[Date Prev][Date Next][Thread Prev][Thread Next][Date Index][Thread Index]
how to speed up multiple regressions?
Hi,
I have some code to construct a composite of a
meteorological phenomena in three dimensions (x, y, lag).
The compositing index is a time series (ts) of a certain
variable, and the data being composited (x, y, time) is
regressed onto this compositing index. Because of the
length of the time series and the size of the data array,
and the fact that I do this compositing for multiple fields,
I'm looking for ways to speed up the process, which is
currently quite time consuming. The greatest amount of time
seems to be spent in computing the significance of the
correlation, rather than in computing the regressions. The
regression is only done for periods where the signal is the
"ts" time series is "big" (i.e., big = WHERE(ts GE
threshold)).
Here are the main chunks of code used:
1) to do the regressions:
ts_ac = A_CORRELATE(ts,lags) ; auto-corr of index time
series
dataf = fltarr(dim(1),dim(2),2*lagdays+1,2) ; regression
a,b coefficients
datar = fltarr(dim(1),dim(2),2*lagdays+1) ; corr. during
big var periods
data_ac = fltarr(dim(1),dim(2),2*lagdays+1) ; data
auto_correlation
data_tau = fltarr(dim(1),dim(2),2*lagdays+1) ;
decorrelation time scale
; Livezey & Chen, MWR '83
print, 'computing regression coefficients...'
FOR j = 0,dim(2)-1 DO BEGIN
FOR i = 0,dim(1)-1 DO BEGIN
temp = A_CORRELATE(data(i,j,*),lags)
data_ac(i,j,*) = temp
FOR lag = 0,2*lagdays DO BEGIN ; first = -29, last =
29
dataf(i,j,lag,*) =
LINFIT(ts(big),data(i,j,big+lag-lagdays))
datar(i,j,lag) =
CORRELATE(ts(big),data(i,j,big+lag-lagdays))
data_tau(i,j,lag) = $
(1.+2.*TOTAL(ts_ac(0:lag)*data_ac(i,j,0:lag))) > 1.
ENDFOR
ENDFOR
ENDFOR
2) to compute the significance of the correlation:
; compute the number of degress of freedom
datadof =
(fltarr(dim(1),dim(2),2*lagdays+1)+big_count)/data_tau
; find where corrlation is significant at 95% level
(Student's t)
data_sig = intarr(dim(1),dim(2),2*lagdays+1)

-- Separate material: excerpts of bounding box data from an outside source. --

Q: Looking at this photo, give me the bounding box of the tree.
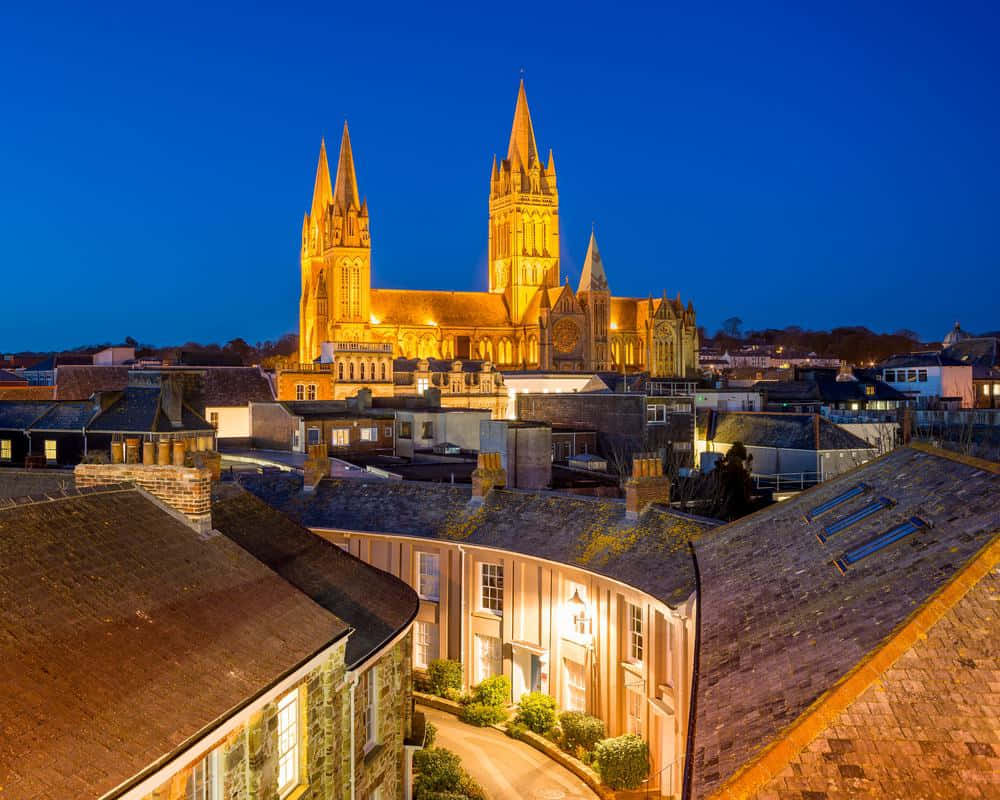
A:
[722,317,743,339]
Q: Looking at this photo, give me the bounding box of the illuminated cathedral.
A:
[299,81,698,377]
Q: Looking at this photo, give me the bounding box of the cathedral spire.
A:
[334,119,361,211]
[507,78,538,169]
[576,230,608,293]
[310,139,333,219]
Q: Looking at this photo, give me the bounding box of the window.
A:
[417,553,441,600]
[563,658,587,711]
[479,564,503,616]
[627,603,644,664]
[278,689,302,797]
[184,749,222,800]
[359,664,378,753]
[476,633,503,683]
[413,622,438,669]
[625,689,642,736]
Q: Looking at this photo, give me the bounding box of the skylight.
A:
[806,483,868,522]
[833,517,927,575]
[816,497,893,544]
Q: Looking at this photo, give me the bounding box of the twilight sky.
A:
[0,1,1000,352]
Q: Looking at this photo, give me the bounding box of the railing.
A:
[750,472,823,492]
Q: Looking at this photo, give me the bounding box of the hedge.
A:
[559,711,607,752]
[427,658,462,697]
[594,733,649,789]
[514,692,556,734]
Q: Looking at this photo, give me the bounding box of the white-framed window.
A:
[417,553,441,600]
[479,564,503,616]
[359,664,378,753]
[184,747,222,800]
[278,689,302,797]
[563,658,587,711]
[625,689,643,736]
[626,603,645,664]
[413,622,438,669]
[476,633,503,683]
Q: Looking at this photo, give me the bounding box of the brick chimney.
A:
[73,464,212,532]
[472,453,507,503]
[625,453,670,519]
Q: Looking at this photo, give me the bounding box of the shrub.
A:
[473,675,510,706]
[594,733,649,789]
[515,692,556,734]
[427,658,462,697]
[458,703,507,728]
[413,747,465,798]
[559,711,607,752]
[424,722,437,748]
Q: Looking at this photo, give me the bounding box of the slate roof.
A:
[0,489,347,800]
[239,476,718,607]
[212,484,420,668]
[56,364,129,400]
[688,448,1000,798]
[697,409,871,450]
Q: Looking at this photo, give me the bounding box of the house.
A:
[695,409,876,481]
[0,464,421,800]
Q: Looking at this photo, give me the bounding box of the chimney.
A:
[625,453,670,519]
[472,453,507,503]
[73,464,212,533]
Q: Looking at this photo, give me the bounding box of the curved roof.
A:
[371,289,511,328]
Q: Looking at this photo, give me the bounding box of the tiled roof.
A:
[238,476,718,606]
[56,364,129,400]
[688,448,1000,798]
[212,484,420,668]
[698,409,870,450]
[0,488,347,800]
[371,289,510,328]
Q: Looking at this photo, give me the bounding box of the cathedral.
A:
[299,80,698,377]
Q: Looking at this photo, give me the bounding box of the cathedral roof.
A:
[577,231,608,292]
[371,289,511,328]
[507,80,539,168]
[332,120,361,210]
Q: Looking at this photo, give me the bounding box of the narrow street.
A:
[419,706,597,800]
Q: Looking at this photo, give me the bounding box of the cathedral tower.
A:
[489,80,560,325]
[299,122,371,363]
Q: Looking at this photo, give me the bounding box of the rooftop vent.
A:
[806,483,868,522]
[816,497,895,544]
[833,517,929,575]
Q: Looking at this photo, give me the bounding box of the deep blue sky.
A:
[0,2,1000,351]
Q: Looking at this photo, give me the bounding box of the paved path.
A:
[420,706,597,800]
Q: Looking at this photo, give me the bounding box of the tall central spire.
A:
[507,78,538,168]
[332,119,361,211]
[309,139,333,220]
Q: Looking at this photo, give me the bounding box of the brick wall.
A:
[73,464,212,530]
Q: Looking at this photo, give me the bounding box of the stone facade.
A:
[299,82,698,378]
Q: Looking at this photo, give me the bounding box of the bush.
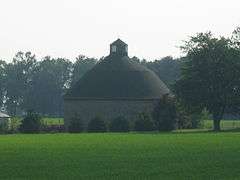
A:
[177,102,209,129]
[88,117,107,132]
[110,116,129,132]
[68,114,83,133]
[20,111,42,133]
[153,95,177,131]
[134,113,155,131]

data_t = fltarr(dim(1),dim(2),2*lagdays+1)
tsval = 2.*SQRT(mean_var)
datacomp = fltarr(dim(1),dim(2),2*lagdays+1)
FOR lag = 0,2*lagdays DO BEGIN
FOR j = 0,dim(2)-1 DO BEGIN
FOR i = 0,dim(1)-1 DO BEGIN
data_t(i,j,lag) =
((ABS(datar(i,j,lag))*SQRT(datadof(i,j,lag)))/$
SQRT(1.-datar(i,j,lag)*2.))
data_sig(i,j,lag) =
((datar(i,j,lag)*SQRT(datadof(i,j,lag)))/$
SQRT(1.-datar(i,j,lag)*2.)) GT $
T_CVF(.1,datadof(i,j,lag))
datacomp(i,j,lag) = dataf(i,j,lag,0) +
dataf(i,j,lag,1)*tsval
ENDFOR
ENDFOR
ENDFOR
Any suggestions will be greatly appreciated. This code was
written nearly 2 years ago, so perhaps more recent versions
of IDL handle this better?
Many thanks,
Charlotte